Autobiografie von Adolf Eichmann

Der Nazi als Opfer

Der autobiografische Bericht »Götzen« von Adolf Eichmann ist weder überflüssig noch historisch wertvoll. Er ist eine Qual.

Das erste Exemplar ging an Deborah Lipstadt - per Eilboten. Das Skript kam genau zu rechten Zeit: Gerade hatte der britische Holocaust-Leugner David Irving neue Beweismittel angekündigt, um seine Klage wegen Rufschädigung gegen die US-amerikanische Historikerin vor einem Londoner Gericht zu untermauern.

Irving wollte nun auch die gerade vom Israelischen Staatsarchiv freigegebenen autobiografischen Aufzeichnungen von Adolf Eichmann zum Beweis seiner These heranziehen, dass es in Auschwitz keine Gaskammern gegeben habe. Und wenn doch, seien dort weniger Menschen umgekommen als auf den Auto-Rücksitzen der Kennedys. Sollten es aber mehr gewesen sein, habe Adolf Hitler davon nichts gewusst. Eichmanns Manuskript werde die letzten Zweifel ausräumen.

Kurz nachdem Lipstadt ihr Manuskript mit dem Titel »Götzen« erhalten hat, muss sich auch Irving eine Fassung besorgt und sie rasch gelesen haben: Seither hält sich der Mentor der deutschen Neonazi-Szene spürbar zurück. Denn die »Götzen« des einstigen Leiters des Referats IVB 4 (»Auswanderung und Räumung«) im NS-Reichssicherheitshauptamt beinhalten sicher nicht, was sich Irving von ihnen versprochen hatte.

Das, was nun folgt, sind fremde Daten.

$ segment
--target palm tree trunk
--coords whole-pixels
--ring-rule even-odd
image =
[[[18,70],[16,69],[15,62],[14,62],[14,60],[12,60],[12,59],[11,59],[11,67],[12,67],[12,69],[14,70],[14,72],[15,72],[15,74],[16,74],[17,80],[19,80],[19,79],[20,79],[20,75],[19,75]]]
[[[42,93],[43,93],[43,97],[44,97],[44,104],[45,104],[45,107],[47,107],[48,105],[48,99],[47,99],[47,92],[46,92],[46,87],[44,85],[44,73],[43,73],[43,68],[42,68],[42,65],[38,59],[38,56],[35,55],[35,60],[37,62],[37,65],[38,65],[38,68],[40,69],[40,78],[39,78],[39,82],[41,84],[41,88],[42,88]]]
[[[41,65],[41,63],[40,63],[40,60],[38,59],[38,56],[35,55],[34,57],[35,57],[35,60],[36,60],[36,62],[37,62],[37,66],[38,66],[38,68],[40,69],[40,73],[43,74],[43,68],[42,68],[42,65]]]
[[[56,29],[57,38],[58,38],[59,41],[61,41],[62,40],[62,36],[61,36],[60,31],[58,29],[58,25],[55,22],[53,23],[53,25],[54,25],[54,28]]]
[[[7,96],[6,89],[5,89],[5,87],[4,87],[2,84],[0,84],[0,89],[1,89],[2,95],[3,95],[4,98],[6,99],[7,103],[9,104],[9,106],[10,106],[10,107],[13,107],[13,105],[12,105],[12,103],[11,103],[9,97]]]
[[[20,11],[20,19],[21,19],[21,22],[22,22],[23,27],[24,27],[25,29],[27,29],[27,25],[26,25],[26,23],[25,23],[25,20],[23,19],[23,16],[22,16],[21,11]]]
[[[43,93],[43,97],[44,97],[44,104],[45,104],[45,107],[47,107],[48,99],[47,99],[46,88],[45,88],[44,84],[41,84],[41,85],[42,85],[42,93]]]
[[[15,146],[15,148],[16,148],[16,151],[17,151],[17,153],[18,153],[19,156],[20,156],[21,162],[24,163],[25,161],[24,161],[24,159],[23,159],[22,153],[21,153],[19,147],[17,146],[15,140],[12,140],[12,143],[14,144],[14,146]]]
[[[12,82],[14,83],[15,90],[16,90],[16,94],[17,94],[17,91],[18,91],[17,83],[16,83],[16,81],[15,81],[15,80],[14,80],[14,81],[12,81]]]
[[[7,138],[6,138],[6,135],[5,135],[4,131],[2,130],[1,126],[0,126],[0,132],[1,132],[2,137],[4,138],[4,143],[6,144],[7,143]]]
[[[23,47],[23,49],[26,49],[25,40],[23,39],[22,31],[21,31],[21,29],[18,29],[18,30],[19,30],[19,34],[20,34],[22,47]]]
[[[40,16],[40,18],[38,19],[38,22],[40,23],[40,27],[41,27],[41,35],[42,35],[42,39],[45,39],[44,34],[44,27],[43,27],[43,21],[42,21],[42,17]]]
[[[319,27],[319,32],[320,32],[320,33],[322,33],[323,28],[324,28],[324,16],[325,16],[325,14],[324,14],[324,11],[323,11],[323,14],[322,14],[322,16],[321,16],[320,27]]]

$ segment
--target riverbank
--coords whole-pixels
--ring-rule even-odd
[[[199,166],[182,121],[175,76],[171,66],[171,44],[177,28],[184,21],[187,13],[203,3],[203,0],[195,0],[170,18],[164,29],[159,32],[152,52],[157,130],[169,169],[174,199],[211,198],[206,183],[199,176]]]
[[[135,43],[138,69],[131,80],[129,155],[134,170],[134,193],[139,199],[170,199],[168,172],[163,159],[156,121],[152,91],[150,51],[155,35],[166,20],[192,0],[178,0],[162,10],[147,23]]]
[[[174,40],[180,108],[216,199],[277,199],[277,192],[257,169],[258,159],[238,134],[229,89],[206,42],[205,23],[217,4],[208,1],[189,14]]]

Zwischen allerlei Beschreibungen der eigenen Befindlichkeit, Anekdoten aus der Jugendzeit und der dem Druck eines israelischen Gerichtes geschuldeten Erkenntnis, »das Geschehen mit den Juden« stelle »das kapitalste Verbrechen in der Menschheitsgeschichte« dar, finden sich zahlreiche Anklagen gegen Reichsregierung und Führer, von Eichmann zuerst »Götter« und dann »Götzen« genannt: »Die Götter wandelten sich offensichtlich zu Götzen. Diese Befehle waren nicht nur unsinnig, sie waren verbrecherisch.«

Vom »Gott« zum »Götzen« wird man bei Eichmann, wenn irgendetwas auf dem bürokratischen Weg nicht so klappt wie es soll: Zuerst bekamen während der Reichspogromnacht 1938 die »Dienst(st)ellen der Geheimen Staatspolizei und des SD, scheinbar durch einen Fehler in der Nachrichtenübermittlung« von der angeordneten »Vergeltungsaktion« nichts mit; und dann gingen während des Pogroms auch noch »Büromaterial, Karteikarten, Akten, die Auslandskorrespondenz, kurz alles« in Flammen auf. Ärgerlich, da es sich um Papiere jüdischer Organisationen handelte, mit denen Eichmann zusammenarbeitete.

Was nun? »Ich mußte wieder einmal aufbauend tätig werden.« Eichmann weicht in seinem im Sommer 1961 verfassten Text um keinen Deut von der Argumentation ab, die sich während des gleichzeitig laufenden Prozesses in Jerusalem für ihn zu bewähren schien. Er war allein für die Auswanderung der deutschen Juden zuständig, eine Auswanderung »nach Plan« und zum »Vorteil der Betroffenen«. Alles, was er tat, auch seine spätere Mitwirkung an der »Endlösung der Judenfrage« sei auf Anweisung geschehen und wäre ohne ihn noch viel schlimmer verlaufen.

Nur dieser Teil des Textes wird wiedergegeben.